Ploegen van de Explosieven Opruimingsdienst (EOD) waren belast met het ruimen van IED’s en het vernietigen van achtergebleven conventionele munitie. Het regiment leverde eveneens de kern van een Provincial Reconstruction Team (PRT) van augustus 2009 tot februari 2010

Het Regiment Technische Troepen onderscheidde zich van 2006 tot 2010 in Uruzgan door de inzet van EOD-ploegen, die door het ruimen van IED’s en het vernietigen van munitie een wezenlijke bijdrage leverden aan de bewegingsvrijheid van manoeuvre-eenheden en het herstel van momentum van lopende operaties. In genoemde periode waren EOD-ploegen betrokken bij ongeveer 700 IED-incidenten. De vijand probeerde voortdurend nieuwe en effectievere explosieven en ontstekingsmiddelen te ontwikkelen. Daarmee werd gepoogd schade aan te richten of personen, onder wie EOD-ers, uit te schakelen. Het besef dat elke handeling dodelijk kon zijn, zorgde voor voortdurende spanning bij de explosievenruimers. Tijdens en na de ontmanteling van IED-materiaal werd forensisch onderzoek gedaan, onder andere met het doel betere tegenmaatregelen te kunnen nemen. Door de inzet van de EOD-ploegen zijn slachtoffers voorkomen.

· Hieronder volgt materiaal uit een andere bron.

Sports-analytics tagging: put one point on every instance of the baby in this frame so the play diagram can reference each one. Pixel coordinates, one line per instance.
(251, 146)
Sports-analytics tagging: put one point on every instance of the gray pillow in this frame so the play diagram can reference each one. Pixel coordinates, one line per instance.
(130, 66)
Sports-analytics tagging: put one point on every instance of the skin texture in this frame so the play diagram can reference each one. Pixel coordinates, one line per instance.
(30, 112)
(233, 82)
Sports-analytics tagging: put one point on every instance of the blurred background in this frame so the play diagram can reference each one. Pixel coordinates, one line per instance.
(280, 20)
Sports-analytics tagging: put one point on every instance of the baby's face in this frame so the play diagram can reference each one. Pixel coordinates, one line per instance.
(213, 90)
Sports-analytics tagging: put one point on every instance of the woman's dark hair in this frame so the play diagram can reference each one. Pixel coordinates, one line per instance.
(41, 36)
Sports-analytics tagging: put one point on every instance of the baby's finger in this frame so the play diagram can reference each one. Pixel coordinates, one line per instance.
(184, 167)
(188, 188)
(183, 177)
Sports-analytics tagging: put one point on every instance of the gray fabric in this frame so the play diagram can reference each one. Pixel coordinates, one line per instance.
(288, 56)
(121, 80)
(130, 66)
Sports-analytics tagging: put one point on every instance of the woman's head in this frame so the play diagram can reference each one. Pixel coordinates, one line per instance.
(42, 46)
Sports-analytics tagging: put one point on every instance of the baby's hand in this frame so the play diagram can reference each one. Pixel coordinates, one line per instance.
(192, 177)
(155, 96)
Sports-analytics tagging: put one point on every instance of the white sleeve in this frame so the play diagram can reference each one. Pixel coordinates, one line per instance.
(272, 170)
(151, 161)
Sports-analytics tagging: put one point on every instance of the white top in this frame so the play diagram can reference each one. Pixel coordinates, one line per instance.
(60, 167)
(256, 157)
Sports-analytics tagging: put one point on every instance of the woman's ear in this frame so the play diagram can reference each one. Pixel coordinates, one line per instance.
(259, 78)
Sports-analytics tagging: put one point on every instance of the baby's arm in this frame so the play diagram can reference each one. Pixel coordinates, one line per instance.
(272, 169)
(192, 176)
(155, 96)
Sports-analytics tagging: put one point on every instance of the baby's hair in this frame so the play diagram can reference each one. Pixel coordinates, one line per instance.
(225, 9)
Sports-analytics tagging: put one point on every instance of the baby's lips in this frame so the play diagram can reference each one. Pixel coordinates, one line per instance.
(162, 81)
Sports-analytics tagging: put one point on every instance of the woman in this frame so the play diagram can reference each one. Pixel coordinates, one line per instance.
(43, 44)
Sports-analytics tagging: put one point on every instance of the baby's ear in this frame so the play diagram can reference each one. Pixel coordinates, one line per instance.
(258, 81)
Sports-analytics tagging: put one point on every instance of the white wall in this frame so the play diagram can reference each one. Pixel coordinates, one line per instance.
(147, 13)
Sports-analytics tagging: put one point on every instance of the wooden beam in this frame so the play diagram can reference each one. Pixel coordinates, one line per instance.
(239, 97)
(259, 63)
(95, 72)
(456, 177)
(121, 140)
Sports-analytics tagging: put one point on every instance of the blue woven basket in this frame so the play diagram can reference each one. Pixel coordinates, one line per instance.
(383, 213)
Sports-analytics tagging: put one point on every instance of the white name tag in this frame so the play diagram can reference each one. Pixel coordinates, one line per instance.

Het regiment onderscheidde zicht voorts met de ODB-groepen door tijdens operaties en verplaatsingen wapensystemen en ander essentieel materieel te velde inzetbaar te houden, te herstellen of te bergen. Zij waren hierdoor essentieel voor de voortgang van operaties.

Aan twee militairen van het Regiment Technische Troepen is het Draaginsigne Gewonden toegekend. Aan een militair van het regiment is het Kruis van Verdienste verleend.

Gelet op het positieve advies van de Traditiecommissie Krijgsmacht wordt in het vaandel van het Regiment Technische Troepen het opschrift «Uruzgan 2006–2010» opgenomen, in verband met de bijdragen van explosievenopruimingsploegen, alsmede onderhouds-, diagnose- en bergingsgroepen te velde in Uruzgan.